Data management {19}Research nurses and assistants collect the data at baseline and follow up and record it on electronic registry forms of cystic fibrosis in Khorasan province. Other additional date that is not available in the electronic registry form, will be recorded in the Excel file and in the paper forms at the same time. Also CFQ will be answered via electronic validated questioner by patients older than twelve years old. for patients younger than this age, clinical psychologist will ask them their questioner in the clinic.
Confidentiality {27}
Participants 'study information will be stored at the security site. All laboratory specimens, data collected, and reports will be identified by a coded ID number
Plans for collection, laboratory evaluation and storage of biological specimens for genetic or molecular analysis in this trial/future use {33}
We will try to collect a minimum two millilitre of blood sample for pharmaco-genetic and pharmaco-kinetic study in future use.
Statistical methods
Statistical methods for primary and secondary outcomes {20a}
Data analysis will be performed in SPSS version 20. The differences in the quantitative dependent variables will be evaluated using paired t-test or Wilcoxon test. The difference in the quantitative independent variables between two group, Mann-Whitney test or independent t test will be considered. The analysis of variance (ANOVA) or Kruskal-Wallis test will be applied for quantitative variable more than two groups. In all the statistical analyses, the P-value of ≤0.05 will be considered significant.
Interim analyses {21b}
Interim analysis is not considered. In case of frequent side effects (more than previous reports), we will stop the intervention and present the results to the Ethics Committee of Mashhad University of Medical Sciences (MUMS) for further decision
Methods for additional analyses (e.g. subgroup analyses) {20b}
Any covariates will be controlled by ANCOVA or binary logistic regression.
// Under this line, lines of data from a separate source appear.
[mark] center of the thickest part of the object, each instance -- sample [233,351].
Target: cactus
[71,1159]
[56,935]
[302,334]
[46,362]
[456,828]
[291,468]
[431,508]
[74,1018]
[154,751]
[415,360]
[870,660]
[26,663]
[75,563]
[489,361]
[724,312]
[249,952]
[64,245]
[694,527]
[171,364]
Methods in analysis to handle protocol non-adherence and any statistical methods to handle missing data {20c}
For incomplete block of date's, we will use intention to treat analysis.
Plans to give access to the full protocol, participant level-data and statistical code {31c}
We will attempt to release the full study protocol and results as soon as possible, regardless of the magnitude or direction of effect. The anonymized data set and statistical code may be available from the corresponding author (Email: kianifar [email protected]) on reasonable request.
Oversight and monitoring
Composition of the coordinating center and trial steering committee {5d}
The ethical committee and vice chancellery of Mashhad University of Medical Sciences, supervises all the study stages. It is an academic committee and has no competing interest
Composition of the data monitoring committee, its role and reporting structure {21a}
We do not have a DMC
Adverse event reporting and harms {22}
Frequency and plans for auditing trial conduct {23}
Auditing trial conduct is not considered
Plans for communicating important protocol amendments to relevant parties (e.g. trial participants, ethical committees) {25}
Any modification to protocol which may impact on the conduct of the study, will be approved by ethical committee of MUMS prior to implementation.
Dissemination plans {31a}
We will attempt to release the full study protocol and results as soon as possible, regardless of the magnitude or direction of effect. The anonymized data set and statistical code may be available from the corresponding author (Email: kianifar [email protected]) on reasonable request.